I'm falling for an amazing man... who is more than double my age!! Help?

I was you about 10 years ago. I was 20, he was 44 (but certainly didn't look it!), and I thought it was love. The first 6 months were great...and then it was a long, slow, downhill slide.

It was awkward going out with his friends. It was awkward going out with my friends. So we convinced ourselves that we'd rather just stay home, anyways.

I was raised with cell phones and wifi...I wanted to text him throughout the day and would get really worried when he didn't respond. He was raised with landlines and the postal service...he preferred minimal contact during our time apart and hated texting more than anything else in life.

He had ideas of what a young woman should be, sexually.
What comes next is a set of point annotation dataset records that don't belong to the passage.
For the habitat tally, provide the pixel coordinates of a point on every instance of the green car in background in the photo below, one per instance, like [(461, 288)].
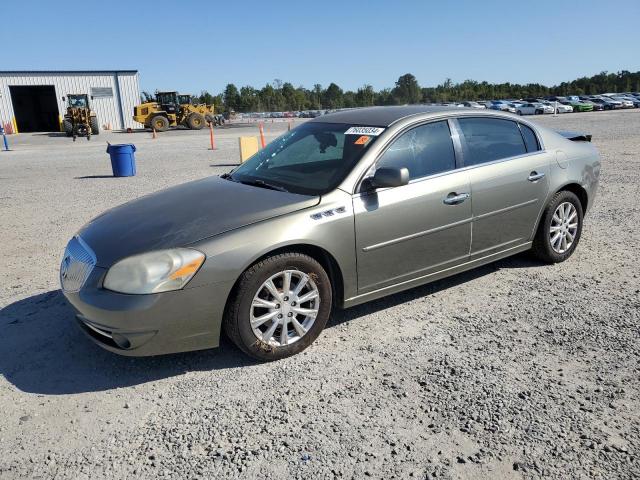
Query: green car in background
[(578, 105)]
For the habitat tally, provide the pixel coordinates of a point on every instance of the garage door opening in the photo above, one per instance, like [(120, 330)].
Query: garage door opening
[(35, 108)]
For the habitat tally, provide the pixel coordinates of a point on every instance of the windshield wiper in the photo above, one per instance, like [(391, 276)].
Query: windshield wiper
[(263, 184)]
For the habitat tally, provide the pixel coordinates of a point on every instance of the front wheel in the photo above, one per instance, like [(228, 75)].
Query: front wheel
[(280, 306), (560, 228)]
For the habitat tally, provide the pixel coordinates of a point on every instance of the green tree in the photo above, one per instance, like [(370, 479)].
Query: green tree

That I should be a nympho, always up for anything, always enthusiastic, and always ready to "enjoy myself" if he wanted a little show even if he couldn't get it up. I was nothing, NOTHING like that, and he always felt slighted in that regard.

I wanted to dabble in a lot of different things...he wanted someone with sincere commitment to things they deeply cared about.

He wanted an "equal" in decision making, and yet when I stepped up to help with decisions my input usually got discarded as he had more worldly knowledge and his ideas were "better."

There were so many mis-matches, in expectations, in experiences, in preferences...some don't come down to age, but a LOT did.

That relationship is dead and gone, and I am happily married now to someone my OWN age. Of course, if someone had told me back then what would happen, I'd tell them they were crazy, so I don't expect you to take any of the advice that is contrary to what you want to hear.

So I'll just say, enjoy it while it's enjoyable, and don't feel one bit bad about bailing when it's not enjoyable any more - don't waste any more time in a relationship that is doomed to fail than you have to.